Ellsworth’s Yes vote is one of the key ones needed by the leadership. That makes it 198-209, 206-212 with leaners. And importantly, under my metrics outlined in a previous post it could make Democrats as close as two votes away from passage.
There are pitfalls, however; the Medicare reimbursement disparity being chief among them. Alec MacGillis has a very good article detailing that. An excerpt:
A long-running tussle in Congress over regional Medicare reimbursement rates has erupted into a last-minute clash that has at least one House Democrat threatening to withdraw his support for the health-care overhaul up for a vote Sunday.
At the heart of the dispute is an attempt by hospitals and doctors in areas with lower per-patient Medicare spending — mostly in the Upper Midwest and Northwest — to reform the Medicare payment system to reward the “high-value” care that they practice, which they argue would help reduce health-care spending over the long run [...]
Rep. Peter DeFazio, a liberal Democrat from Oregon, told The Post Friday that unless congressional leaders restore the House language on Medicare payments, he will vote against the bill. “I will oppose the bill unless they fix geographic disparity,” he said.
“If they need my vote, they can address it….” he said. “We can shovel money into Louisiana, but our fix is gone … because there are some powerful East Coast senators who don’t want it in there.”
UPDATE: Just spoke with Rep. Ellsworth’s office and confirmed he’s a Yes. They’re sending over a statement.
UPDATE II: The statement, on the flip. Key line: “After assurance from the Catholic Health Association, Catholic Nuns and pro-life advocates I am confident in my heart that this bill meets my pro-life principles.” The nuns gave him cover.
“Like most Americans I was frustrated by this process throughout. Unfortunately many in both parties made snap judgments on whether or not they would support this bill based on politics, not policy. I was sent here to look at all sides of the argument in a thoughtful manner and I knew that the status quo was no longer acceptable. I needed to answer only one question when deciding whether to support this reform: will this bill benefit Hoosiers? Put simply, in my core I know it does.”

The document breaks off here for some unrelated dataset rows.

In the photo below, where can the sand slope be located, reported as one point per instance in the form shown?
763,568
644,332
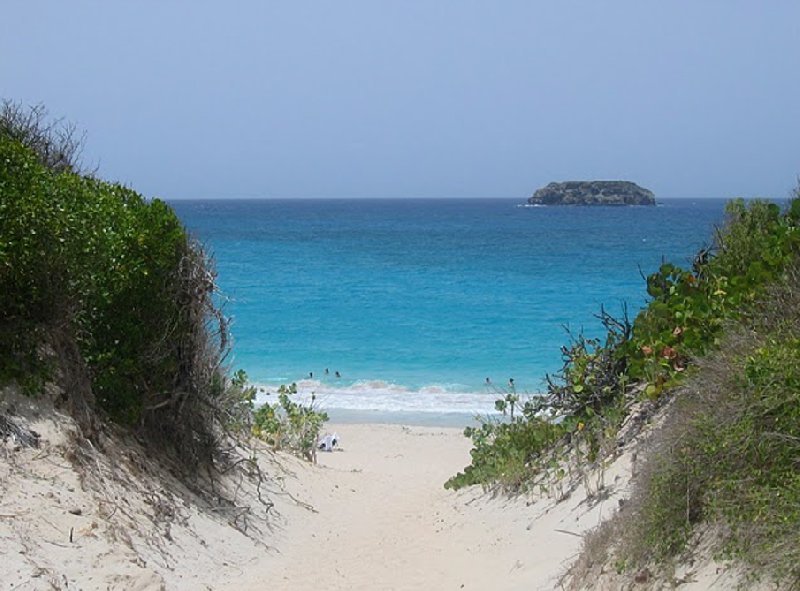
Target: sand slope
372,515
384,521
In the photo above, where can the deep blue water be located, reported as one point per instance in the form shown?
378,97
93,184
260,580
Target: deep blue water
417,302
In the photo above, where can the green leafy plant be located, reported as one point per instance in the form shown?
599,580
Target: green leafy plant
288,424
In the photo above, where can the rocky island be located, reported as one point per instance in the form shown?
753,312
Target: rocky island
592,193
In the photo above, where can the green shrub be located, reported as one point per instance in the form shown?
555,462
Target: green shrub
287,424
684,320
730,449
104,292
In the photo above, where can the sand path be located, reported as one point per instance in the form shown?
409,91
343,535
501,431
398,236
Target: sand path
384,521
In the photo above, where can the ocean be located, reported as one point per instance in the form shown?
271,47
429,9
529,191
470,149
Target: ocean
401,310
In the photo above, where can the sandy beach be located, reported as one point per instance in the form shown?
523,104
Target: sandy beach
372,515
383,520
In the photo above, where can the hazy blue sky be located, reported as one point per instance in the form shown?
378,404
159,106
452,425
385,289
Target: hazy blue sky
417,98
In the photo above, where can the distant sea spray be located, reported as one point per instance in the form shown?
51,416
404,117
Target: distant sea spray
417,302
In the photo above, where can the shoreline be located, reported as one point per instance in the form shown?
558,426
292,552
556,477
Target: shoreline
382,519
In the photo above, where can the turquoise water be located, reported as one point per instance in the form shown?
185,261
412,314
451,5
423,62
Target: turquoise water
416,302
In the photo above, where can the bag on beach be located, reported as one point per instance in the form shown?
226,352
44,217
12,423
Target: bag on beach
327,442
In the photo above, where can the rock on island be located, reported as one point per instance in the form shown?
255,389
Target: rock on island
592,193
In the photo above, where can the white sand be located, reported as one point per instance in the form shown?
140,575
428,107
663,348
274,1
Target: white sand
384,521
372,515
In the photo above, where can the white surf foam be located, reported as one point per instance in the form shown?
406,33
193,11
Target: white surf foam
376,395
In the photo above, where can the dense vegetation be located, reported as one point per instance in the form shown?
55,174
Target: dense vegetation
722,339
104,294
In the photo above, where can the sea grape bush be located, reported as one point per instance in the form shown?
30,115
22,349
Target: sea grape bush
288,424
684,319
106,288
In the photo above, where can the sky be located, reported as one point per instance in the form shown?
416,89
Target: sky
379,98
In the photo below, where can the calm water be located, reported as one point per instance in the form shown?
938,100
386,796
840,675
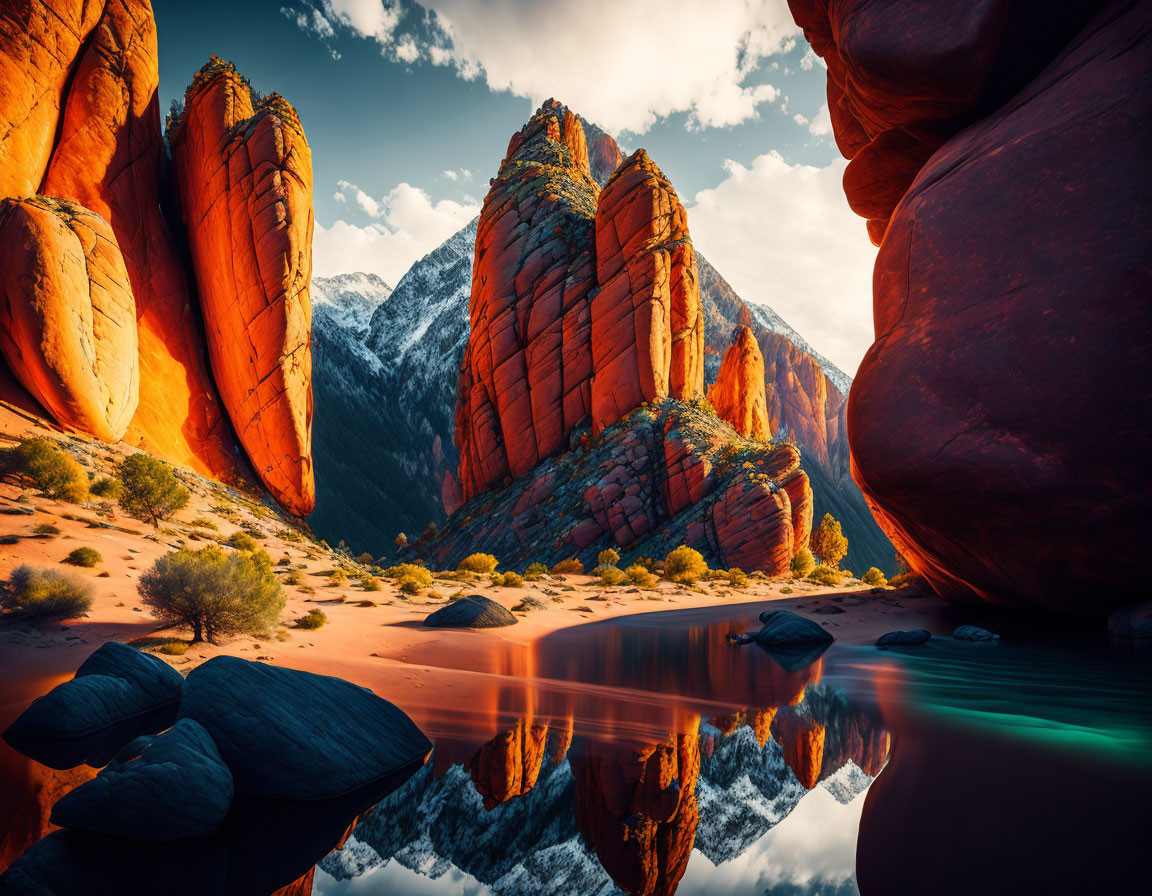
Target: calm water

“There is no issue more important or more personal to every single Hoosier than our health and well-being. My job is to look beyond all the political games, study the bill carefully, and do my best to make the right decision for Indiana.”

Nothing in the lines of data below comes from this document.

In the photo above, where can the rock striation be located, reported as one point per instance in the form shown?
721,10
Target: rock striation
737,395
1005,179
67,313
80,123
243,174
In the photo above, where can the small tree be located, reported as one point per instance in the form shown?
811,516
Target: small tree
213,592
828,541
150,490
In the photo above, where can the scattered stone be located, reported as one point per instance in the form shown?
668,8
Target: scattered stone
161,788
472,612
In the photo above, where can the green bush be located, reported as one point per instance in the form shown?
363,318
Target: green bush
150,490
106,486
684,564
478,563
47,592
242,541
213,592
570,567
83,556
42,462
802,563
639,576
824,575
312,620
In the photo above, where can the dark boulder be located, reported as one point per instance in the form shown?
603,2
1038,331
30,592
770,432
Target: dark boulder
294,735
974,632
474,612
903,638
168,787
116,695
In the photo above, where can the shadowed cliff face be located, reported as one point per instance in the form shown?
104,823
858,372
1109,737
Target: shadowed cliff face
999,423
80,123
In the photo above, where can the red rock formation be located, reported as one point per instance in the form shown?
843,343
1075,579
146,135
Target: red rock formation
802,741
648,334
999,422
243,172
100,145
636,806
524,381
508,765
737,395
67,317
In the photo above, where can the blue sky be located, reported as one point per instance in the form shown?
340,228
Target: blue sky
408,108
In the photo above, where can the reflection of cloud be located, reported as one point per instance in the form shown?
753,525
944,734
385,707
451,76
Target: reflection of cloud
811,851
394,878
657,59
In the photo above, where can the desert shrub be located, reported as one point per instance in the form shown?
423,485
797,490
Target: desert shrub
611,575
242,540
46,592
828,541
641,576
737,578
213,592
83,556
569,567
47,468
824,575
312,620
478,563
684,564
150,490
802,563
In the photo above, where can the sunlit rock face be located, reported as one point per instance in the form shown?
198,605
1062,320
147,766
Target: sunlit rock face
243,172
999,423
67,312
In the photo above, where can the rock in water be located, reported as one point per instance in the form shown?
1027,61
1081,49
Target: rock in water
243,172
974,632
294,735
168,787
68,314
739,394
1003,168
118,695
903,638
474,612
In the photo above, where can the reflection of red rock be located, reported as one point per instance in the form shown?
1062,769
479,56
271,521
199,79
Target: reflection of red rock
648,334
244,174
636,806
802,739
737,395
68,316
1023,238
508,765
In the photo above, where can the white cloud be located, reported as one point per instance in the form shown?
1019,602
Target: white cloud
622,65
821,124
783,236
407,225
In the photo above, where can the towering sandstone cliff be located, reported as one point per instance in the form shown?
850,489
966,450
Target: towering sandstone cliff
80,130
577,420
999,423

“After months of meetings and conversations with thousands of Hoosiers, health care experts and pro-life advocates, I am confident supporting health care reform is the right decision for Hoosiers.”
“Starting this year, children with pre-existing conditions will never again be denied coverage. Indiana small businesses will get the tax breaks they desperately need to reduce their health care costs and invest those savings in growing their businesses and creating jobs for Hoosiers. And our seniors will see significant savings on their prescription drug bills as we start to close the Medicare Part D donut hole.
“As a pro-life Hoosier, one of my central concerns has been preventing federal funding of elective abortion. Throughout my brief time in Congress, I have held firm to my pro-life principles, even when it meant going against my party, and I am proud of my 100% pro-life voting record on abortion-related issues. I have spent time listening carefully to constituents, pro-life leaders, policy experts and reading all the details of every bill. After assurance from the Catholic Health Association, Catholic Nuns and pro-life advocates I am confident in my heart that this bill meets my pro-life principles and upholds the policy of no federal funding for elective abortions. More than that, it invests $250 million in support services for women facing unplanned pregnancies and over a billion dollars to help families afford adoption services. These investments will reduce the number of abortions in America.”
“In addition to meeting my pro-life principles, the plan reduces costs, improves access to affordable insurance options, covers pre-existing conditions, and does not add one penny to the deficit – my five principles for health care reform.”